COMMUNIQUE IRDH/004/04/2018 DU 07 AVRIL 2018

DENONCIATION DE LA BRUTALITE DE L’A.N.R. CONTRE LE BATONNIER DU BARREAU DE LUBUMBASHI.

IRDH s’indigne de la brutalité des officiers de l’Agence Nationale des Renseignements (ANR), dans l’enceinte même des bureaux de la Direction Provinciale du Haut-Katanga, à l’endroit du Bâtonnier ad intérim du Barreau de Lubumbashi, Maître KYOMBA TAMBWE Fidèle, enregistré sous numéro 0727 de l’Ordre National des Avocats de la République Démocratique du Congo.

En effet, il revient que monsieur LUKUKA MWAMBA Paul était convoqué, sans motif, par un officier de renseignements de l’ANR du Haut-Katanga. Curieux de savoir ce qui lui est reproché et dans le but de  mieux se défendre, il prend la précaution d’engager un avocat des plus expérimentés, Maître KYOMBA Fidèle, faisant fonction de Bâtonnier de l’Ordre des avocats de Lubumbashi.

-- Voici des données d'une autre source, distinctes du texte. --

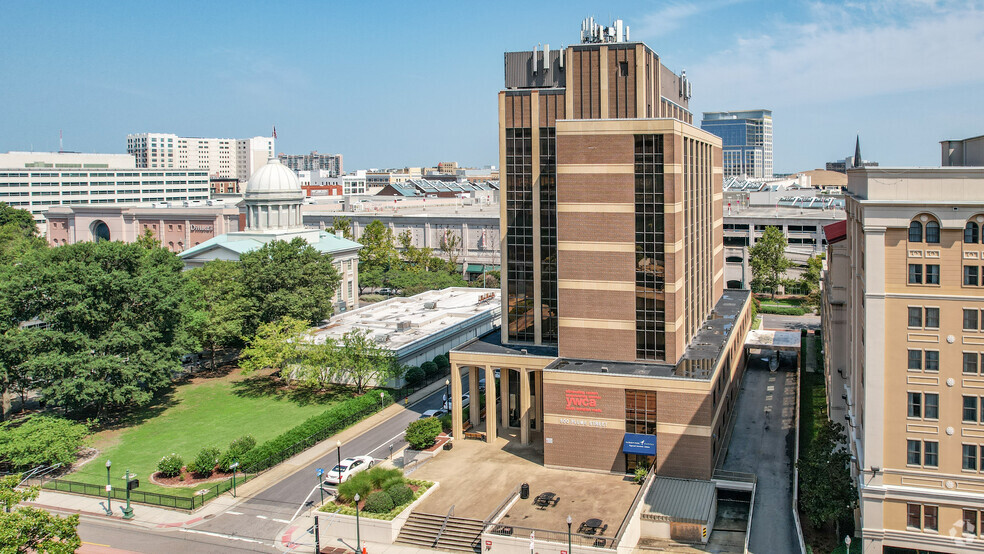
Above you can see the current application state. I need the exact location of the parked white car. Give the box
[417,410,448,419]
[324,456,376,485]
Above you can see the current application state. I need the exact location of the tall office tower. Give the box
[278,150,342,177]
[451,21,748,479]
[700,110,772,179]
[126,133,274,182]
[823,167,984,553]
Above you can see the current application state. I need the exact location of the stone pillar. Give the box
[451,362,465,440]
[519,368,530,445]
[468,366,482,426]
[499,368,509,429]
[485,365,499,444]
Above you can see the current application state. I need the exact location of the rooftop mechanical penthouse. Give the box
[451,20,750,479]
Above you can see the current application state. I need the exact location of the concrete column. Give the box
[451,362,465,440]
[485,365,499,444]
[499,368,509,429]
[468,366,482,426]
[519,368,530,444]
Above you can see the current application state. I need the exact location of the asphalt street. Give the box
[78,517,283,554]
[762,314,820,331]
[194,378,467,544]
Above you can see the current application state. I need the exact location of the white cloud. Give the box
[631,0,744,40]
[687,0,984,107]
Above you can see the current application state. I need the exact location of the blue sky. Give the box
[0,0,984,172]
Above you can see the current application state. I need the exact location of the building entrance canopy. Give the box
[622,433,656,456]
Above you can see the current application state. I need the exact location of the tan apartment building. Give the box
[451,20,750,479]
[823,167,984,553]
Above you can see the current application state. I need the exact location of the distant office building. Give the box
[827,136,878,173]
[45,200,240,252]
[0,152,209,233]
[700,110,772,179]
[940,135,984,166]
[126,133,274,181]
[277,150,342,177]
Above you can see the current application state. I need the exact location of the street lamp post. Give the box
[335,441,342,485]
[123,468,133,519]
[567,516,574,554]
[229,460,239,498]
[355,493,362,552]
[106,460,113,516]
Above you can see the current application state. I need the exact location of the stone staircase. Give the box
[396,512,485,552]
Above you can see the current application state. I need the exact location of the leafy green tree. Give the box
[0,241,194,416]
[240,237,341,337]
[327,215,355,240]
[340,329,399,394]
[0,415,89,471]
[187,260,250,370]
[359,219,399,272]
[0,475,82,554]
[796,418,858,536]
[359,266,383,294]
[239,317,308,374]
[748,226,792,297]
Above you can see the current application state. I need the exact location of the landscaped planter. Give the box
[314,476,440,544]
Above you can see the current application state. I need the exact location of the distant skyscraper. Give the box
[126,133,274,181]
[278,150,342,177]
[700,110,772,179]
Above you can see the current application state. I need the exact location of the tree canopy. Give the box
[748,226,793,296]
[238,237,341,337]
[0,241,194,415]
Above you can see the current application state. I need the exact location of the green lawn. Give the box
[800,337,827,456]
[65,370,348,496]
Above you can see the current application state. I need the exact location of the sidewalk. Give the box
[25,380,444,528]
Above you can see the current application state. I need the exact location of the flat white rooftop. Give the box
[312,287,501,351]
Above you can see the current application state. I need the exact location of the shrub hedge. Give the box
[188,446,219,477]
[157,452,184,477]
[363,491,395,514]
[405,417,441,450]
[403,366,426,387]
[239,391,392,473]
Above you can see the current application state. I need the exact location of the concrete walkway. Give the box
[27,380,444,528]
[723,355,800,554]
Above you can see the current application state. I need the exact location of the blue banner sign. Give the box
[622,433,656,456]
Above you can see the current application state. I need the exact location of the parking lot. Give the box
[410,437,639,536]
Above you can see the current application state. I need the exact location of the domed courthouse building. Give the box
[178,158,362,312]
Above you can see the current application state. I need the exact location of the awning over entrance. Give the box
[622,433,656,456]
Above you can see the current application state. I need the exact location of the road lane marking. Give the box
[178,527,271,546]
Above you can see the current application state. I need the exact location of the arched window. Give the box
[909,221,922,242]
[926,221,940,244]
[92,221,110,242]
[964,221,978,244]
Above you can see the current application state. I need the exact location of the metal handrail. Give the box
[431,504,454,548]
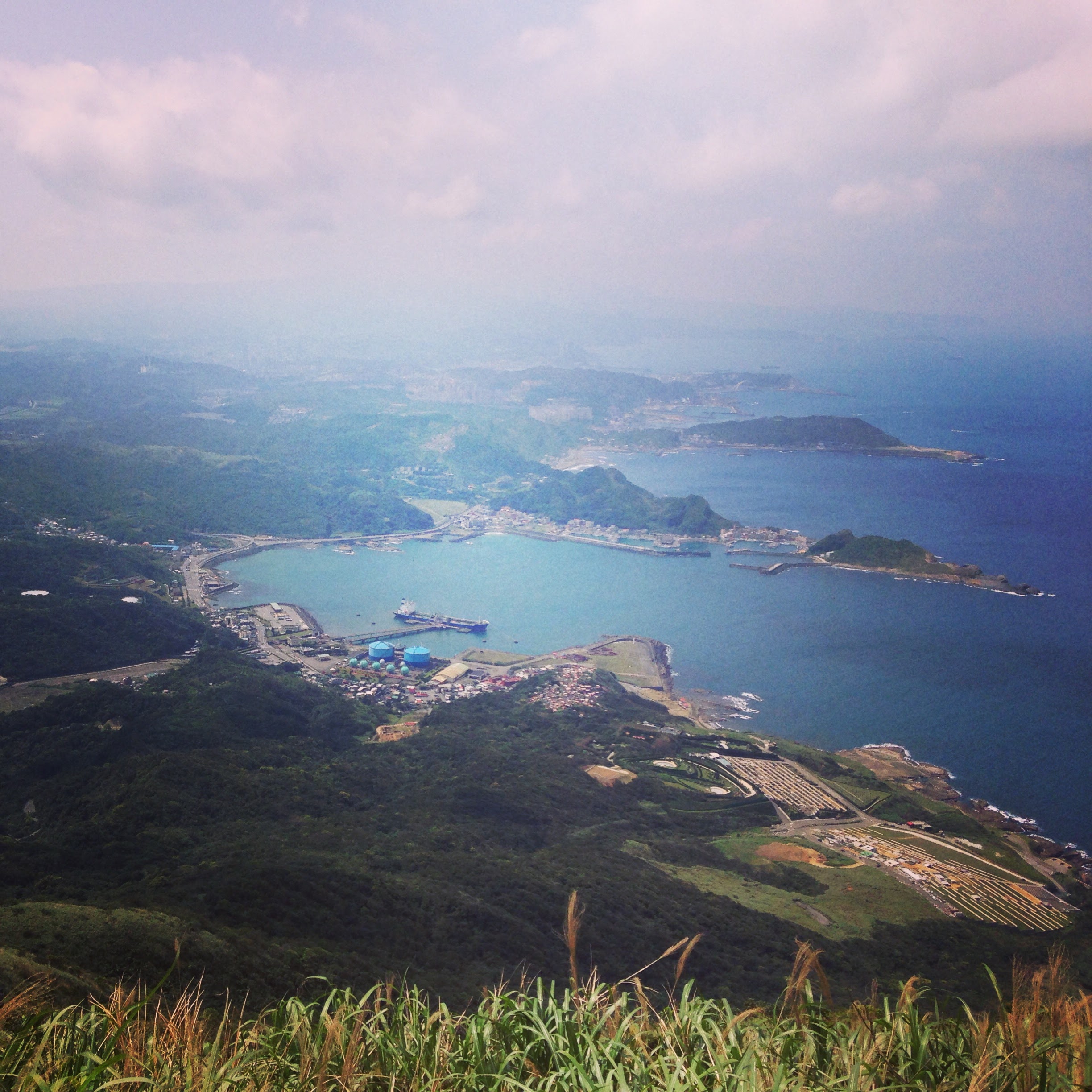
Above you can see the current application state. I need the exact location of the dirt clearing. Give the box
[755,842,827,867]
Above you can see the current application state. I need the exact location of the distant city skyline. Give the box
[0,0,1092,329]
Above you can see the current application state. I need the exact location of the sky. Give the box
[0,0,1092,329]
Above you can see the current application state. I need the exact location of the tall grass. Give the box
[0,900,1092,1092]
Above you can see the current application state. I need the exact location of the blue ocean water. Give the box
[224,339,1092,846]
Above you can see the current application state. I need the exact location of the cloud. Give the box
[830,178,940,216]
[938,41,1092,147]
[0,57,322,215]
[405,175,483,219]
[0,0,1092,321]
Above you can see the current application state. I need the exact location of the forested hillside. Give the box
[0,652,1089,1001]
[0,532,211,680]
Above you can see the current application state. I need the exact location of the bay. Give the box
[222,339,1092,846]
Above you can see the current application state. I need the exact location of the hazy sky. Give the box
[0,0,1092,323]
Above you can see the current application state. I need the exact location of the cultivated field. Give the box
[639,831,939,940]
[815,827,1070,931]
[720,756,848,816]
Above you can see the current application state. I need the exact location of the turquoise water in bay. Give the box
[220,341,1092,846]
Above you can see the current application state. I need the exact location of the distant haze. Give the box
[0,0,1092,336]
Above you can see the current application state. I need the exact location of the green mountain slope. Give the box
[0,533,212,680]
[0,653,1083,999]
[504,466,736,535]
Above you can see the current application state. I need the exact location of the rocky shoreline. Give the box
[836,743,1092,887]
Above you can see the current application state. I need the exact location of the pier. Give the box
[345,625,456,644]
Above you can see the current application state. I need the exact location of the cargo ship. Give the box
[394,600,489,633]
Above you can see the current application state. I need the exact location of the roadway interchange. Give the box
[656,737,1073,931]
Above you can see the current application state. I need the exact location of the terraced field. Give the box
[815,827,1070,931]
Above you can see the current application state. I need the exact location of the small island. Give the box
[807,529,1043,595]
[614,415,982,463]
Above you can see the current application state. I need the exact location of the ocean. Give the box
[220,337,1092,848]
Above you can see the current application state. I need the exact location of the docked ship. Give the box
[394,600,489,633]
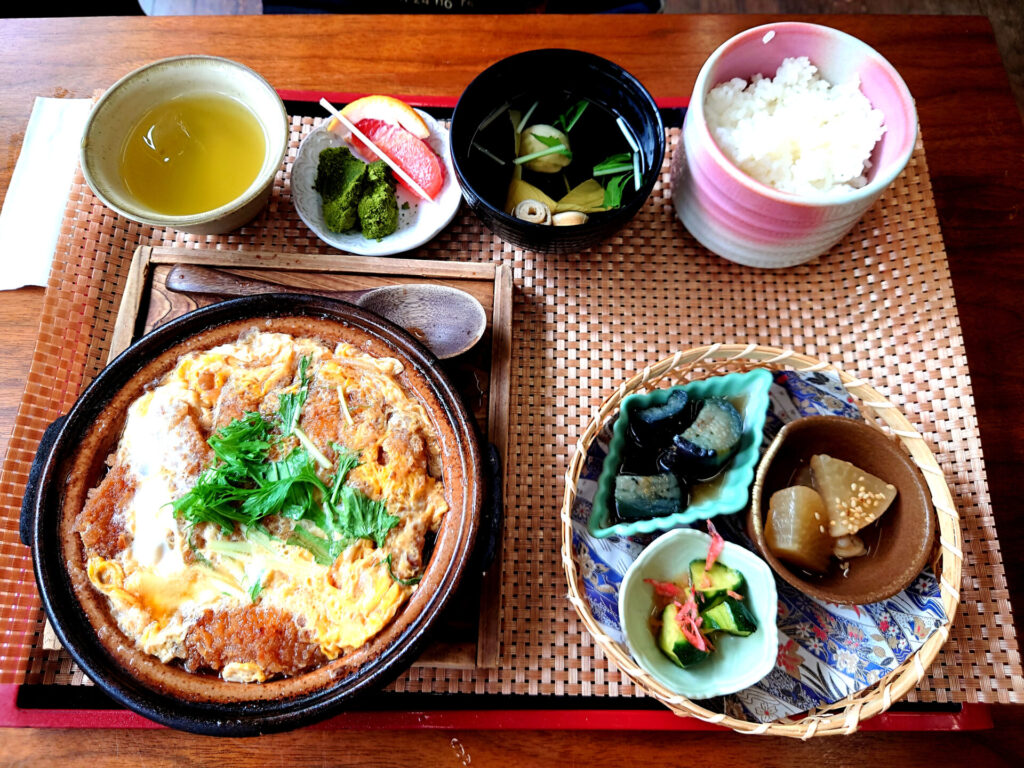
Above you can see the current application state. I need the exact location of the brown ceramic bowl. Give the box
[748,416,936,605]
[23,294,483,735]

La simple présence de l’avocat à côté de son client, au bureau de l’ANR, avait énervé le préposé de l’Etat qui s’était, tout de suite, résolu de le chasser en des termes désobligeants. La situation s’était empirée lorsque l’avocat avait rappelé que la Constitution, a son article 19, donne droit à tout citoyen de se faire assister d’un défenseur de son choix, à tous les niveaux de la procédure pénale, y compris devant des Officiers de la Police Judiciaire (OPJ), les services de sécurité civils, l’Agence Nationale de Renseignement (ANR) et militaires (DEMIAP), ainsi que les magistrats des parquets, en instruction préjuridictionnelle.

En réponse à l’objection légitime et fondée de l’avocat, l’officier de l’ANR a instruit des agents sous ses ordres de tirer le Bâtonnier faisant fonction, par sa chaise, avec une brutalité inouïe, le bousculant avec violence jusqu’au-delà de la barrière du bureau de l’Etat.

Et pourtant, la prérogative du droit à la défense n’est pas contraire au Décret-Loi n° 003-2003 du 11 janvier 2003, portant création et organisation de l’Agence Nationale de Renseignements qui limite la mission de l’ANR , dans le respect de la loi, à la recherche et la constatation des infractions contre la sûreté de l’État.

Un comportement barbare, manifestement contraire à la loi, d’un officier de renseignements qui insulte, violente, inflige un traitement humiliant et dégradant à un professionnel de Droit, de surcroît une autorité de l’Ordre des avocats, dans les bureaux de l’Agence, sous le drapeau et l’effigie du Chef de l’Etat, est constitutif, non seulement d’une infraction passible de prison, mais d’une indignation pour les services de l’Etat.

L’ANR, étant un service public placé directement sous l’autorité du Président de la République devrait inspirer confiance, refléter les aspirations du peuple en matière de sécurité, faire preuve de plus de courtoisie, d’élégance, du respect des lois et des institutions de l’Etat.

Dans l’intérêt supérieur de la justice, au lieu de les terroriser, les services de renseignements devraient collaborer avec les avocats qui ont pour mission de faire éclater la vérité, en assistant tout individu, devant et en dehors des juridictions, conformément à l’Ordonnance-Loi 79-028 du 28 septembre 1979 portant organisation du barreau, du corps des défenseurs judiciaires et du corps des mandataires de l’Etat.